In SWIFT GUI, Under the ‘Container Clusters’ tab on the right panel, click on the ‘Add’ option to discover source and target clusters, in this case, source as GKE and target as Azure AKS cluster.
Fill up the necessary information and click ‘ADD.’
Added source and target cluster’s info will be displayed on the same page.
STEP 6:
After discovering the cluster, Under the ‘Business Continuity and DR’ tab on the right panel select ‘DR Policies,’ and then click on the ‘New’ option to create new DR policy. This step will create a schedule for DR policies to run, I.e., how frequently syncs should run to take backups.
DR policies can be configured to execute periodically using the following Scheduling parameters:
By – schedule: Setup the execution time of DR policies on weekly/Daily basis using flexible scheduling options.
By – Frequency: DR policies can also be executed frequently one after another after some time.
Once: Schedule the DR policy to occur only once for a given date and time.

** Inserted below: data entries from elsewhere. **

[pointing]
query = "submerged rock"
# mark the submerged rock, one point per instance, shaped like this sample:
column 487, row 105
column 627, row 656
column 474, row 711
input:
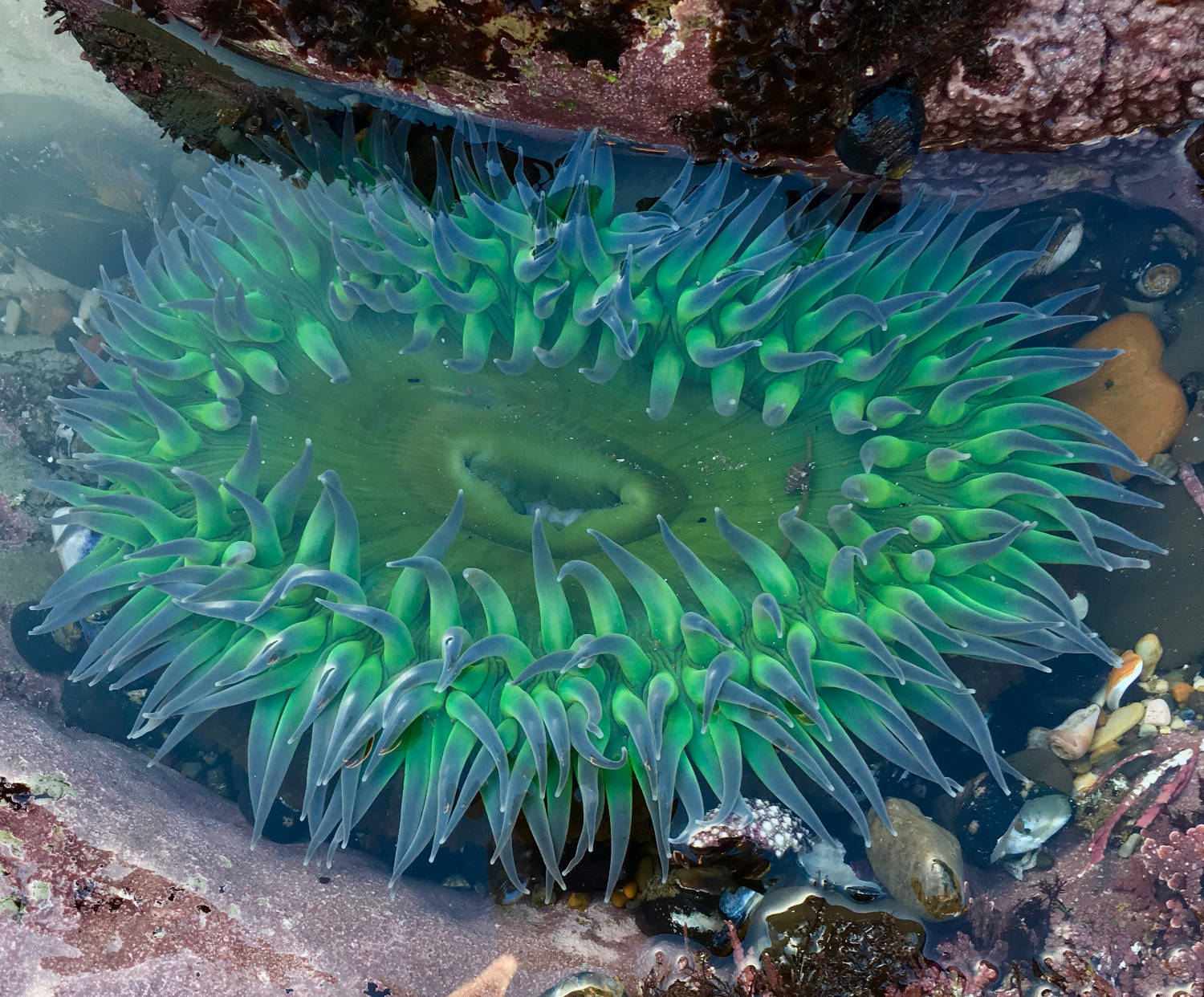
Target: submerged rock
column 992, row 825
column 1131, row 394
column 921, row 865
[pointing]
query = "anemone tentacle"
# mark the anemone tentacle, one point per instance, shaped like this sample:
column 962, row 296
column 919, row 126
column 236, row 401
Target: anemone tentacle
column 796, row 466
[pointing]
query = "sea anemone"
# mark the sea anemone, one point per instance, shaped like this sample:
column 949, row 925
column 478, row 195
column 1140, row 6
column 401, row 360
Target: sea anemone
column 676, row 498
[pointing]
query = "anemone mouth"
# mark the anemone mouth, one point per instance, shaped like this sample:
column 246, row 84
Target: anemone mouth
column 803, row 464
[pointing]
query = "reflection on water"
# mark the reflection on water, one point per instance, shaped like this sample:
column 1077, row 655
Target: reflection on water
column 1091, row 860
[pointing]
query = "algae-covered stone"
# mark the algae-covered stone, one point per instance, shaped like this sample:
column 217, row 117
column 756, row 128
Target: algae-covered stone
column 921, row 865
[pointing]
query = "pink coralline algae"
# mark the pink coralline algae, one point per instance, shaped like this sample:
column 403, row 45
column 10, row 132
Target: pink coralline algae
column 771, row 79
column 1178, row 862
column 1067, row 71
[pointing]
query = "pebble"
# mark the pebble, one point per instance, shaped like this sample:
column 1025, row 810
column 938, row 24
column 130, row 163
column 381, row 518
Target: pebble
column 921, row 865
column 1120, row 722
column 1107, row 751
column 1112, row 394
column 1157, row 713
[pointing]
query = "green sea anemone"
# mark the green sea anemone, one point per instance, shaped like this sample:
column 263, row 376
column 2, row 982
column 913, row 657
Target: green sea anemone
column 611, row 501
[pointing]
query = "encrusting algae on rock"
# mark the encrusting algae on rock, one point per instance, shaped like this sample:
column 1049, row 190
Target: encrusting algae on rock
column 512, row 582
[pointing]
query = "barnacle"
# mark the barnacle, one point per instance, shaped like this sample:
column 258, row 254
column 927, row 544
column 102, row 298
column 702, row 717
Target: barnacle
column 577, row 572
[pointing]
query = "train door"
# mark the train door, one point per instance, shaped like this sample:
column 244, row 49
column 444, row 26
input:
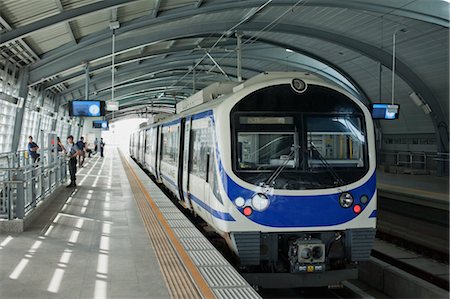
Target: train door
column 142, row 148
column 185, row 163
column 158, row 154
column 181, row 159
column 199, row 174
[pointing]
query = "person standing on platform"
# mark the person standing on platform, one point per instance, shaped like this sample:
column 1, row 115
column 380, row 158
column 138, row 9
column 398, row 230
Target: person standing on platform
column 81, row 146
column 32, row 149
column 102, row 147
column 72, row 152
column 60, row 147
column 96, row 145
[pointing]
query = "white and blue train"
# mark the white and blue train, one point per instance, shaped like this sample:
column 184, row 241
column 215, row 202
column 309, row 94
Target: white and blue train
column 282, row 166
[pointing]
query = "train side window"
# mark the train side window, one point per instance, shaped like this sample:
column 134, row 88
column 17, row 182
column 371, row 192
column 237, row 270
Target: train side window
column 149, row 140
column 200, row 147
column 170, row 144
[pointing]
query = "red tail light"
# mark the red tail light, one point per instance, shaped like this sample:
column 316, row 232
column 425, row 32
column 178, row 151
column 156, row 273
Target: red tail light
column 248, row 211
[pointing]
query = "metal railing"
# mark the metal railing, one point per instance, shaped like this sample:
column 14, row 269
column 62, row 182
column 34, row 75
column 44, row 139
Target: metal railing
column 24, row 184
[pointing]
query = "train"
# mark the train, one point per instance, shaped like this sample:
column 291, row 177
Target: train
column 282, row 166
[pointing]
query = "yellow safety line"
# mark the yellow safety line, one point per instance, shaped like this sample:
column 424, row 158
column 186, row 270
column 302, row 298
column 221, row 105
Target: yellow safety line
column 175, row 248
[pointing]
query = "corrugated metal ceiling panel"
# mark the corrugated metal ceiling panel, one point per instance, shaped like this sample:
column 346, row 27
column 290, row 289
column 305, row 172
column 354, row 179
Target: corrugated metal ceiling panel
column 71, row 4
column 134, row 10
column 91, row 23
column 22, row 12
column 51, row 38
column 171, row 4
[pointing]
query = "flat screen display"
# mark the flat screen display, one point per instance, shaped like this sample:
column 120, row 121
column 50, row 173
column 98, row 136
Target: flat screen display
column 385, row 111
column 87, row 108
column 100, row 124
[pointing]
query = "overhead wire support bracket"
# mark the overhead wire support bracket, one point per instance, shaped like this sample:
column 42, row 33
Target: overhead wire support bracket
column 217, row 65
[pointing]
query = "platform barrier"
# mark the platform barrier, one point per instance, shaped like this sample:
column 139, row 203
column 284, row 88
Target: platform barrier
column 24, row 184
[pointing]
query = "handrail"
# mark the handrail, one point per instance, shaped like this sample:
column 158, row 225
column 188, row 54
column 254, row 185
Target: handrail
column 23, row 184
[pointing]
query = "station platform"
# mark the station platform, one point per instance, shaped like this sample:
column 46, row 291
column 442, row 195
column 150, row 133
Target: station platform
column 115, row 235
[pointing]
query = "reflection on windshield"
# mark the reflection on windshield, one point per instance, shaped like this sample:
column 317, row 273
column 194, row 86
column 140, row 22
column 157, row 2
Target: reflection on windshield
column 262, row 151
column 339, row 140
column 329, row 151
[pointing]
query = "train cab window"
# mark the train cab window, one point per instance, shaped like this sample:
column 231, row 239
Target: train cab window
column 338, row 141
column 170, row 139
column 258, row 151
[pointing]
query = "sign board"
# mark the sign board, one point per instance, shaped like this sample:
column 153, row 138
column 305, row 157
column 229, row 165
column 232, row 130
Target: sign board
column 112, row 106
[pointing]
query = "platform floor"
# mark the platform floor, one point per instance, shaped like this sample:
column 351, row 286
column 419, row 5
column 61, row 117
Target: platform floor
column 90, row 243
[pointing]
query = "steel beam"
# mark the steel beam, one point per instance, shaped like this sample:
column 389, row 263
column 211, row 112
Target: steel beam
column 22, row 42
column 199, row 3
column 156, row 8
column 18, row 121
column 373, row 52
column 215, row 7
column 124, row 61
column 67, row 24
column 65, row 16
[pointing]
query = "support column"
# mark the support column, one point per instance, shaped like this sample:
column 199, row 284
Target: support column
column 57, row 101
column 86, row 81
column 23, row 94
column 239, row 55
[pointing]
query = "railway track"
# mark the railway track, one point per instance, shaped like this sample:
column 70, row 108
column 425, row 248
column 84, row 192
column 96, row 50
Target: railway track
column 414, row 227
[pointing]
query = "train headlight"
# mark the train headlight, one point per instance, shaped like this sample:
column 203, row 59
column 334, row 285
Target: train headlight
column 240, row 202
column 364, row 199
column 346, row 200
column 306, row 253
column 260, row 202
column 317, row 252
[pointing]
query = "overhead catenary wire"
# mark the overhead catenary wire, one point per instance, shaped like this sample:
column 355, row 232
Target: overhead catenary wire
column 227, row 32
column 252, row 39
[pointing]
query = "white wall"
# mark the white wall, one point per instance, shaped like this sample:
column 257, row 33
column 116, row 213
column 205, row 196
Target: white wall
column 120, row 131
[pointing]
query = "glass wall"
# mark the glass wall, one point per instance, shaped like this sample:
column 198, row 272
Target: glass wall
column 7, row 118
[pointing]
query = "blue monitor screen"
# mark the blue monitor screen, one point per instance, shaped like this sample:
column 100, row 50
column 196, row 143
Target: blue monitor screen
column 385, row 111
column 100, row 124
column 87, row 108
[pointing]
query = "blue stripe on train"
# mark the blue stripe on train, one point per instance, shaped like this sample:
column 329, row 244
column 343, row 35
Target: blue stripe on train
column 218, row 214
column 301, row 211
column 215, row 213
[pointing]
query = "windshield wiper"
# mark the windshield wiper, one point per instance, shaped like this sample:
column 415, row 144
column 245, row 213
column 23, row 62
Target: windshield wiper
column 280, row 168
column 336, row 177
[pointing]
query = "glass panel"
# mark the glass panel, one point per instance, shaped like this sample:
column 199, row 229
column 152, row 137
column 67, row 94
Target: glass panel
column 258, row 151
column 200, row 147
column 170, row 145
column 337, row 141
column 7, row 118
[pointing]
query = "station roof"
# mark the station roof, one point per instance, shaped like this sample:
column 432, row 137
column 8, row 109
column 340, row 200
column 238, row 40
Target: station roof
column 159, row 41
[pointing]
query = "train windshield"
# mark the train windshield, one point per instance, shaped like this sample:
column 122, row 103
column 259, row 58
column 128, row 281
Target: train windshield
column 294, row 148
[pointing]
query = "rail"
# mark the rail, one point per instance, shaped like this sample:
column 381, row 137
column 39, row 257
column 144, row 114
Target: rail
column 23, row 184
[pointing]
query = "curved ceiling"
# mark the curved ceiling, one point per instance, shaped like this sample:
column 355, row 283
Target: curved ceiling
column 159, row 42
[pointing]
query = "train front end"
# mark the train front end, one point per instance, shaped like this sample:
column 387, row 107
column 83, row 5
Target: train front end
column 297, row 162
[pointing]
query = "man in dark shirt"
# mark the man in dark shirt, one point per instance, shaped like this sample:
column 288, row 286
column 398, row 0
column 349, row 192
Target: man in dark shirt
column 72, row 153
column 32, row 149
column 102, row 147
column 81, row 146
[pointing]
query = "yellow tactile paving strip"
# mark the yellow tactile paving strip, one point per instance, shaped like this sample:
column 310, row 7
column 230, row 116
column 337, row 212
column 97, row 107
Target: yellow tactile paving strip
column 181, row 275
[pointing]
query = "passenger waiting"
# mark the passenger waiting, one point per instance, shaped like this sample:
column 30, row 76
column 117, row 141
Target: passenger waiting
column 72, row 152
column 81, row 146
column 32, row 150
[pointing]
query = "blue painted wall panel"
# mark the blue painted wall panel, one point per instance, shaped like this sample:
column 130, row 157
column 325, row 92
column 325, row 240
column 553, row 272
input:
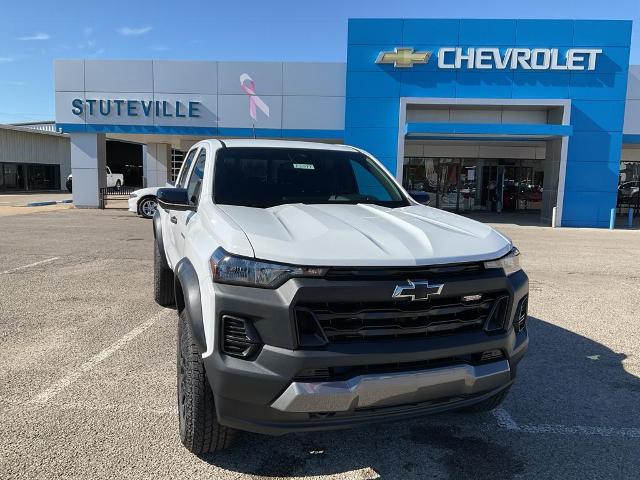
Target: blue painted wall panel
column 372, row 112
column 597, row 115
column 373, row 84
column 479, row 84
column 437, row 31
column 380, row 142
column 363, row 58
column 604, row 147
column 365, row 31
column 428, row 84
column 597, row 97
column 491, row 33
column 540, row 85
column 605, row 33
column 554, row 33
column 591, row 177
column 606, row 86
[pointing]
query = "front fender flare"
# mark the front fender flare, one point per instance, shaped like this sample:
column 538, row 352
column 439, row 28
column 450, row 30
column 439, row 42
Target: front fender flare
column 188, row 296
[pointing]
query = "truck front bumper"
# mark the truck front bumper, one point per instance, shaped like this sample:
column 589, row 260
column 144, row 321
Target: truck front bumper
column 266, row 394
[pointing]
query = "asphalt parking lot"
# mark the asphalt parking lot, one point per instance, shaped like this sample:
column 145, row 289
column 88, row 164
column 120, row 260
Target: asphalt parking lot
column 87, row 368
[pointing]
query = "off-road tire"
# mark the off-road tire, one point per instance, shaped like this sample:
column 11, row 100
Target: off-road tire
column 487, row 404
column 200, row 431
column 141, row 206
column 162, row 280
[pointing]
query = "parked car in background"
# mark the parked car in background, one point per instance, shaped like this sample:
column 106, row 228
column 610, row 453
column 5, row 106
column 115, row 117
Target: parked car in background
column 113, row 180
column 143, row 202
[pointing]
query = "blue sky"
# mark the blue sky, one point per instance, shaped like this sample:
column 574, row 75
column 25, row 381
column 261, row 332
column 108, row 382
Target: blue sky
column 34, row 33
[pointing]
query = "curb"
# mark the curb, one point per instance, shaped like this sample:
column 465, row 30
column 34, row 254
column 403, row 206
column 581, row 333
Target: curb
column 50, row 202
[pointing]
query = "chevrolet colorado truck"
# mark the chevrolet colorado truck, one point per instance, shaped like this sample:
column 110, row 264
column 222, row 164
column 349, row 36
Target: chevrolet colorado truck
column 314, row 293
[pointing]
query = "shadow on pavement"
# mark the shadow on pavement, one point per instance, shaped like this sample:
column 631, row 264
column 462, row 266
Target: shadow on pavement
column 565, row 378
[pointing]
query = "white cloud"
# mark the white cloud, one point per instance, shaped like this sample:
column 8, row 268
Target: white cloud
column 132, row 31
column 36, row 36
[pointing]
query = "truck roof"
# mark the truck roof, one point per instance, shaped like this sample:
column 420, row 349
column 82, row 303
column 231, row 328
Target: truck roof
column 242, row 142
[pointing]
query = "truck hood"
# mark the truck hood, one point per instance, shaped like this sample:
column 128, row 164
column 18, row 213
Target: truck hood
column 365, row 235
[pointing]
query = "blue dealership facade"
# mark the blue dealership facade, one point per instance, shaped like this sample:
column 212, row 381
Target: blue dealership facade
column 491, row 115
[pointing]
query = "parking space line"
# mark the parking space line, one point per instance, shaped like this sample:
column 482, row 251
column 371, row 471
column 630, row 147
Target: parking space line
column 30, row 265
column 76, row 373
column 504, row 419
column 508, row 423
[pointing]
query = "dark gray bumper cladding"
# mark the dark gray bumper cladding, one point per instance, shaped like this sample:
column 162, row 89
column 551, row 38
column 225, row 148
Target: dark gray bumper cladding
column 263, row 395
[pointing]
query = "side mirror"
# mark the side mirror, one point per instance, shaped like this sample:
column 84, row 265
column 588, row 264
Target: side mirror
column 174, row 199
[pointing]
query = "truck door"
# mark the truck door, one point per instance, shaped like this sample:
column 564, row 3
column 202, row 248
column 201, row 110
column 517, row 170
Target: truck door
column 170, row 219
column 194, row 186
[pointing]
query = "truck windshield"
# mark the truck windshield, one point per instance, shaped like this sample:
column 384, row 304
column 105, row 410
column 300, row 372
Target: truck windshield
column 266, row 177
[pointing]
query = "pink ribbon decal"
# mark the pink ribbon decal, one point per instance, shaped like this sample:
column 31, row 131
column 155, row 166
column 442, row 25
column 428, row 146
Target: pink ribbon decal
column 246, row 82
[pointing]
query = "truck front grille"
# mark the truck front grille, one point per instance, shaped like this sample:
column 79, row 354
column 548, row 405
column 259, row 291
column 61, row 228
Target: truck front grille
column 340, row 322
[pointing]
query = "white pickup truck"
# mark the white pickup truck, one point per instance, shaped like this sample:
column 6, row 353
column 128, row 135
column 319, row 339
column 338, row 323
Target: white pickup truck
column 314, row 293
column 113, row 180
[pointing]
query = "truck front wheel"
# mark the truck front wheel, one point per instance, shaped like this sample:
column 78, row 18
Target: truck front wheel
column 200, row 431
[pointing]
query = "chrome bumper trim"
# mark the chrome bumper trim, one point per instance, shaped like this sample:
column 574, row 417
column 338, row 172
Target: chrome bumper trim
column 393, row 388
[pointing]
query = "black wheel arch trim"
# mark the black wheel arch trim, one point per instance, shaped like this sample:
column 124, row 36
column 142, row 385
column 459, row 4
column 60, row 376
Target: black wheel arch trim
column 157, row 234
column 188, row 297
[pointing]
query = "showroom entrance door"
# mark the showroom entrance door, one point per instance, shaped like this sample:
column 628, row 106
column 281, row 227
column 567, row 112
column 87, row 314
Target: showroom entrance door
column 463, row 184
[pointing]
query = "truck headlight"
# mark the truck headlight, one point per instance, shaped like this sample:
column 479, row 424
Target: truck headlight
column 228, row 268
column 510, row 263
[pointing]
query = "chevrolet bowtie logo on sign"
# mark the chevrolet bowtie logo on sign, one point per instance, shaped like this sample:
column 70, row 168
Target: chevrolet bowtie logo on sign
column 403, row 57
column 417, row 290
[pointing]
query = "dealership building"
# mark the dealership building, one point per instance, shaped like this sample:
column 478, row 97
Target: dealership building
column 478, row 115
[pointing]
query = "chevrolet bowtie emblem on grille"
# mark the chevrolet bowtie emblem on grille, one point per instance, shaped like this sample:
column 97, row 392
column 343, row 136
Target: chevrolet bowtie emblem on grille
column 403, row 57
column 418, row 290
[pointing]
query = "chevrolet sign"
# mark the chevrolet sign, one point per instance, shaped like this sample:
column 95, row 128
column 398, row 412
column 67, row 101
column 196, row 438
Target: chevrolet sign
column 494, row 58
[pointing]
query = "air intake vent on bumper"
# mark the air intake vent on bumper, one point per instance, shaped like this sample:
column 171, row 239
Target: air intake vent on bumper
column 498, row 315
column 520, row 322
column 239, row 337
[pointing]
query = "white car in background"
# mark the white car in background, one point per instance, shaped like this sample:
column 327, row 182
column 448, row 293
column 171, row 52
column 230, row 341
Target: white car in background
column 143, row 202
column 113, row 180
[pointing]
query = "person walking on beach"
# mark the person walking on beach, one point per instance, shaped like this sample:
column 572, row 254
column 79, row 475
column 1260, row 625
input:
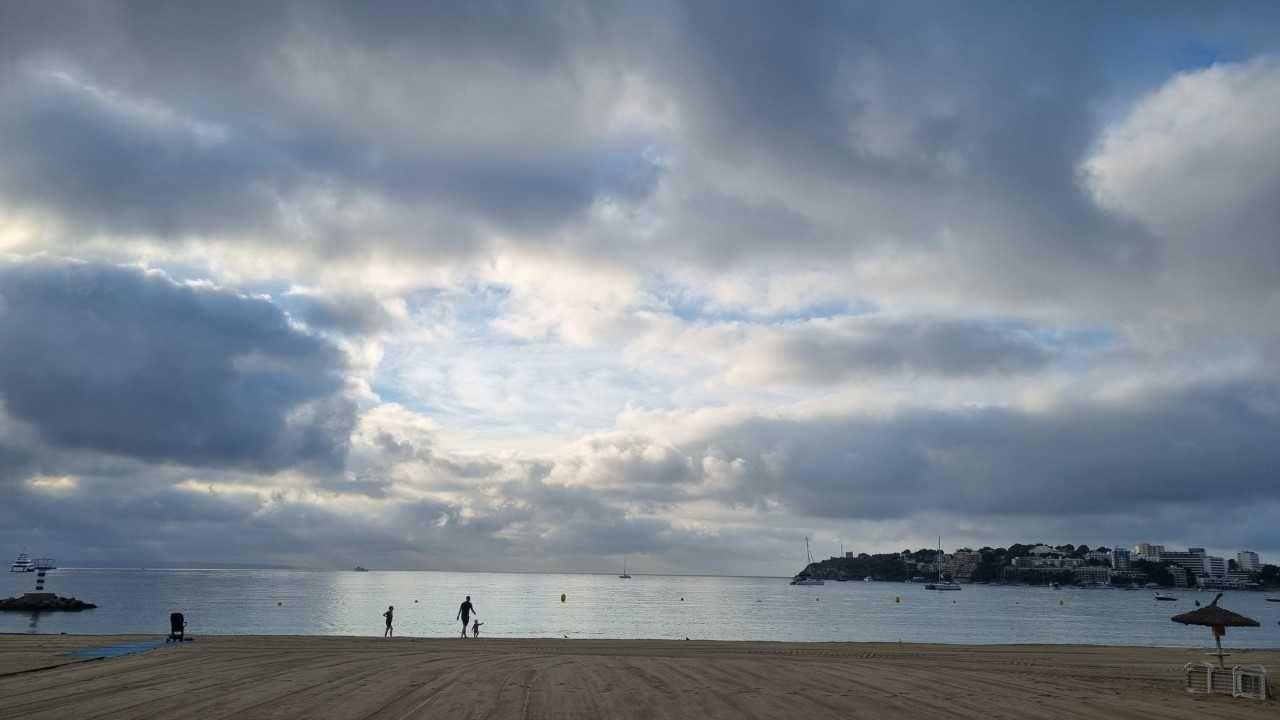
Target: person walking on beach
column 465, row 611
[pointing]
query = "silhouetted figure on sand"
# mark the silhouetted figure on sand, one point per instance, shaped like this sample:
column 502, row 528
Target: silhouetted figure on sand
column 465, row 611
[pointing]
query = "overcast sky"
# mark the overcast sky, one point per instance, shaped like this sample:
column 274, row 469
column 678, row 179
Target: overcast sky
column 544, row 285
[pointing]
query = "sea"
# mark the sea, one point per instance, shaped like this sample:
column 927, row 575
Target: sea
column 513, row 605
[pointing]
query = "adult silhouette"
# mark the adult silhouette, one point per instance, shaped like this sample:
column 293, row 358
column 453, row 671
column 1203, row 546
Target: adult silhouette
column 465, row 611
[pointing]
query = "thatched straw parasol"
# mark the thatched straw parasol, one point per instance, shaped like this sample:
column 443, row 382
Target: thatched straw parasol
column 1217, row 618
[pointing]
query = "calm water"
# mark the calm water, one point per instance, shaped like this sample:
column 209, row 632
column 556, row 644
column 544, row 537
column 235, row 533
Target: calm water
column 604, row 606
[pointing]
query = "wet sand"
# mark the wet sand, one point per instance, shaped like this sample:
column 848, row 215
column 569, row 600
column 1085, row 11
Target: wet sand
column 370, row 678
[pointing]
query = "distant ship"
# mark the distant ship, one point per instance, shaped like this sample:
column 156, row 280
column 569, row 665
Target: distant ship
column 803, row 578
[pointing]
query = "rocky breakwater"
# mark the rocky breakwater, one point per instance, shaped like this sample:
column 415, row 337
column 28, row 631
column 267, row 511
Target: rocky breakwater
column 41, row 602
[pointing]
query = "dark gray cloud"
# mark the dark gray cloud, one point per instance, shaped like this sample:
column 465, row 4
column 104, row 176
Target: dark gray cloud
column 129, row 363
column 1196, row 446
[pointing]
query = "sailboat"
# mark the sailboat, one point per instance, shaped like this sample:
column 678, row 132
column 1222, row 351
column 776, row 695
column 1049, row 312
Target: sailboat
column 22, row 564
column 941, row 584
column 803, row 578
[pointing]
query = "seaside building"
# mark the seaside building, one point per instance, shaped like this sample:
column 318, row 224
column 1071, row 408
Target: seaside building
column 960, row 565
column 1248, row 561
column 1215, row 566
column 1092, row 574
column 1147, row 551
column 1120, row 559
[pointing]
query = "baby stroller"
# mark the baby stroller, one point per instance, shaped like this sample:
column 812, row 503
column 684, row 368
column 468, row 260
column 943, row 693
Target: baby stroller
column 177, row 628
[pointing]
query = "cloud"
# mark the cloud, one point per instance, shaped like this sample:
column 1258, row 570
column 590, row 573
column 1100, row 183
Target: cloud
column 1157, row 446
column 536, row 283
column 131, row 363
column 1194, row 162
column 835, row 350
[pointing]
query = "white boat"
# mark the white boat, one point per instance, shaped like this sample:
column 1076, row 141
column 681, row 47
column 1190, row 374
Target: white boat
column 803, row 578
column 941, row 584
column 22, row 564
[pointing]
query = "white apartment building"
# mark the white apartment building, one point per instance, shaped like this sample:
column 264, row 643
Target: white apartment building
column 1147, row 551
column 1248, row 561
column 1120, row 559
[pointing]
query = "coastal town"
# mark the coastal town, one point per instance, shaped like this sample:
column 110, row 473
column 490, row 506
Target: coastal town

Continuous: Continuously execute DR policies one after other back-to-back.
Also do not forget to mention your email for the continuous notifications of DR policy success and failures.
STEP 7:
After creating a new DR policy schedule, we need to apply that schedule. Apply the created DR policy by selecting the DR policy to be applied and then click ‘Apply.
For DR policy Apply, you can select ‘Existing replication’ option where you can pick the replication job which was already executed and convert it into recuring DR policies, so that same job can be executed again with some schedule with the help of DR policies.
Or you can select ‘New replication’ to configure entirely new parameters for DR policy apply.
After applying the DR policies, under ‘Active Replications’ tab, you can see the policies are being executed according to the configured time.
Also, you can pause or un-apply already existing DR policies to stop their execution.
After the sync is completed, you can check the target namespace on AKS replicated from the source namespace:
Also, as mentioned above, we get success/failure messages on mentioned email when the DR policies are completed, a sample email as follows:
Also, SWIFT provides failover and fallback options. The failover operation is the process of switching production to a backup facility (normally your recovery site). A failback operation is the process of returning production to its original location after a disaster or a scheduled maintenance period.
To do failover/fallback, select the DR policy and click on failover/fallback option on the right.
To dry run failover, you can select ‘drill mode.’
Similarly, you can use ‘fallback’ to return them to the production cluster from backup cluster after disaster is over. With these steps your applications on Azure AKS will be periodically backed up at your destination cluster to make them disaster proof.